The skittles’ season has begun. We have two teams who call the Legion ‘home’ and play from the Autumn to the Spring.

We used to have a Summer Skittles’ League but the chap who ran it moved away and none of us could work out how he’d made a profit.

The summer skittlers consisted of a good dozen teams, most of whom were missing at least one player who was on holiday or under the weather, much of the time. Where there was a vacancy, this was soon filled by a member of the bar staff.

I would have thought they should have seen my form and released me to a life of chronicling and fiction, never to hurl a pink rubber ball again.

Sadly, their desperation to fill the gap in the team was such that I played more than anyone else in the league, and never allowed such extensive practise to improve my ability one iota. I managed to hit the Chairman once. Not a single pin, but I caught the ankle of a well-proportioned Scotsman.

Most of the time, I was called out from behind the bar in between pints. Only one of the team captains bothered to phone me before the shift. At the time, we were speaking. Not so much these days. However, it was helpful to be told.
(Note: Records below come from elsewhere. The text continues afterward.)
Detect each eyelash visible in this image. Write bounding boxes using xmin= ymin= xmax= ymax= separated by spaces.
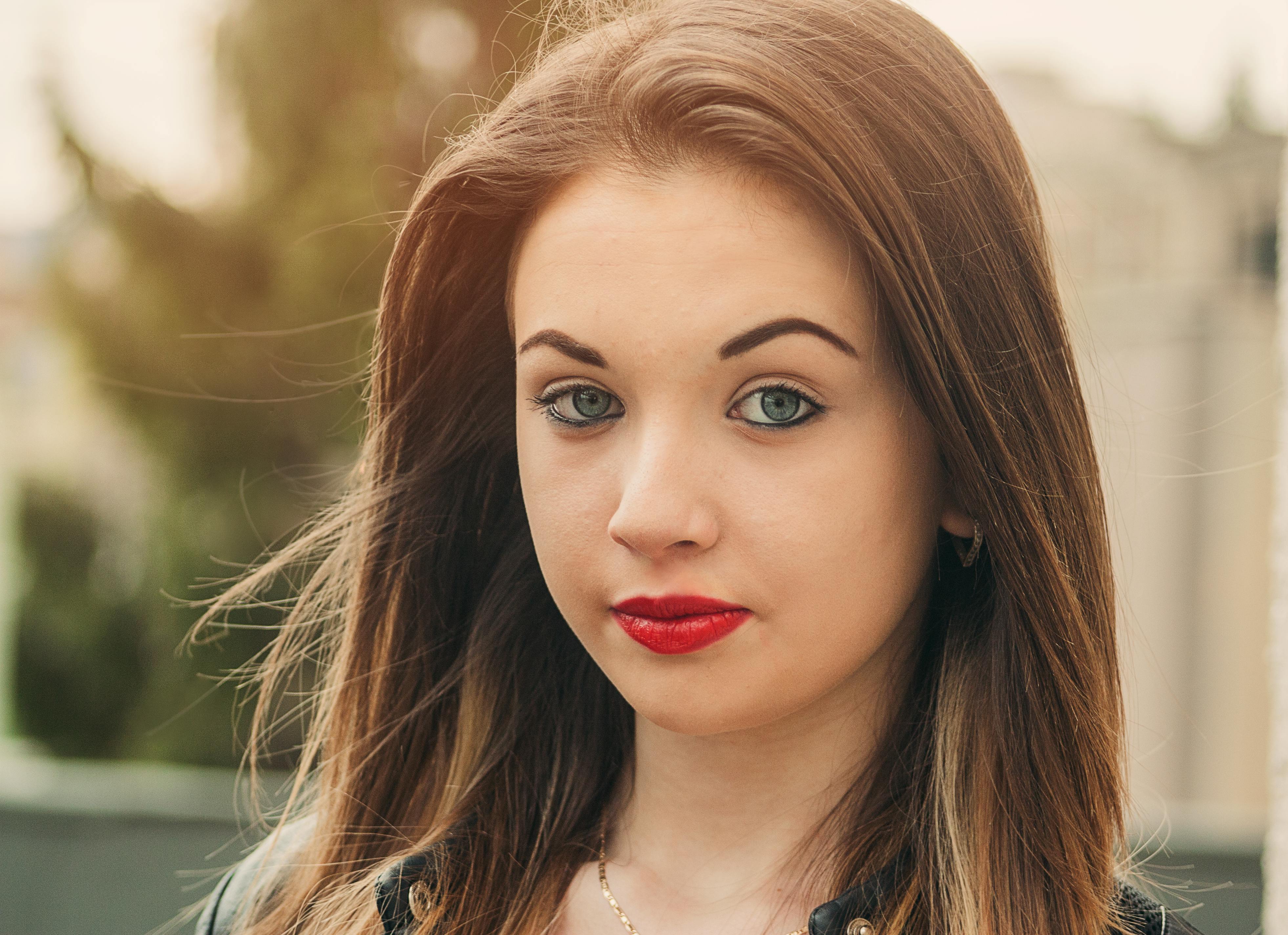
xmin=528 ymin=381 xmax=827 ymax=431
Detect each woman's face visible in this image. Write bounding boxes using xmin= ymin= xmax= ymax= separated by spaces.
xmin=513 ymin=173 xmax=972 ymax=734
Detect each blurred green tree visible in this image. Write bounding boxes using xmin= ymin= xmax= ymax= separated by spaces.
xmin=18 ymin=0 xmax=533 ymax=764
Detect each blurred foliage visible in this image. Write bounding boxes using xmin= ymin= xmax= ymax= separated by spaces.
xmin=18 ymin=0 xmax=532 ymax=765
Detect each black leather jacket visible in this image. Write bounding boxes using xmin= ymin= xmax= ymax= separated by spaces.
xmin=197 ymin=823 xmax=1200 ymax=935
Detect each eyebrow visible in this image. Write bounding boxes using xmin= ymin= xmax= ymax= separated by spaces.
xmin=515 ymin=328 xmax=608 ymax=368
xmin=515 ymin=318 xmax=859 ymax=368
xmin=720 ymin=318 xmax=859 ymax=360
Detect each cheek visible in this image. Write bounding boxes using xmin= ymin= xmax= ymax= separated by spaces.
xmin=730 ymin=413 xmax=940 ymax=664
xmin=517 ymin=420 xmax=616 ymax=610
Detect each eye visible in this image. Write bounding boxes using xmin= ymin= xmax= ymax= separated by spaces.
xmin=729 ymin=384 xmax=824 ymax=429
xmin=531 ymin=384 xmax=625 ymax=426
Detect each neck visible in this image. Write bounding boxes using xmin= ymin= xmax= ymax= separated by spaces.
xmin=607 ymin=641 xmax=894 ymax=927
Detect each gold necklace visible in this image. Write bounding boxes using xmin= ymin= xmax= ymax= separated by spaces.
xmin=599 ymin=828 xmax=809 ymax=935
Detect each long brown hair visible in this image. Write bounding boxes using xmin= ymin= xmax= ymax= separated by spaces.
xmin=206 ymin=0 xmax=1123 ymax=935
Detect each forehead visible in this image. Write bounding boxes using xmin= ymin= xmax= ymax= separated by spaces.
xmin=510 ymin=165 xmax=871 ymax=342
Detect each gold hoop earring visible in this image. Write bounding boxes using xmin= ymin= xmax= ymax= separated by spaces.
xmin=953 ymin=519 xmax=984 ymax=568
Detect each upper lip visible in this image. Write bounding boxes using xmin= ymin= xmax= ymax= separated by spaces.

I was studying to be an electrician around that time, and one of my voluntary brothers decided to have a laugh with the skittler who used to call me up.

He made a picture in his mind and then derided the skittler for not showing up at the Club on a Tuesday. The skittler was confused; he had never been to the Club on a Tuesday, why that week should be any different made no sense.

My volunteer brother told him that he had missed a visual treat, that I had been to some electrical conference and had returned to the Legion in full makeup, fishnet stockings, leather bustiere and a skirt that more closely resembled a serviette.

I can think of little in the world that would compel me to wear a skirt. I have never had the figure for it, and when I wear makeup, I give the impression of somewhere between prostitute and clown. Still, the skittler fell for it and they all had a giggle at his expense.

Unfortunately for my voluntary brother, he wound up telling the story so many times that he convinced himself that it had actually happened.

It can be tricky to live down an outfit that only ever existed in someone else’s brain.

All the players chipped in a couple of quid per session, and this went towards the self-catering (usually cheese and biscuits) and a prize pot for the end of the season.

The prize pot paid for a round of drinks for all the skittle players, and a trophy the size of a generous thimble for the winning team. I suspect the chap running it actually paid in more than anyone else because there was no space for profit.

Among the accountants, weathermen and computer programmers in their matching and embroidered t-shirts, was a group of just-barely-teenage skittles players. They were among the best players in the league, they were sponsored by a nearby estate agent, and now they’re all old enough to drink. To a certain extent.

When Aimée arrived at the Club, a couple of the former skittle boys had evolved into twenty year old shot slingers. Sour shots and jägermeister tended to be among their favourites.

And then they saw Aimée, all sculpted eyeliner and skinny-fit jeans. She was in training, so the boys paid no attention to my presence behind the bar. I could have burnt to the ground and they wouldn’t have noticed.

Aimée is many things, but she certainly is not stupid. As the boys played with their designer collars and fiddled with their fringes in the large mirrors behind the bar, she changed optics and cleaned glasses.

They spent the evening buying her drinks and exercising their best chat-up lines. It was all profit for the bar and, not being a drinker, that night kept her in wine for the better part of a fortnight.

Towards the end of the evening, one of the lads plucked up the courage to ask if she was seeing anyone. Rather late, in my opinion, but there it is. Aimée answered that, indeed, she was seeing me. Thus ensued much awkward laughter, until he realised she was serious.

“But she’s so.. old!” he cried.

I was standing right there.

“I know your mother,” I began, “and I’m pretty sure I’ve met your girlfriend, so maybe just leave it there.”

They left.

After a momentary wandering, the winter skittlers returned to the Clubhouse when their local pub closed, and we acquired a caterer. On a shoestring budget, she can roast a potato and whip up dozens of pasties like nobody’s business.

We’re pleased to have the skittlers back. Every one of them can drink their weight in cider and among their number is a quizmaster.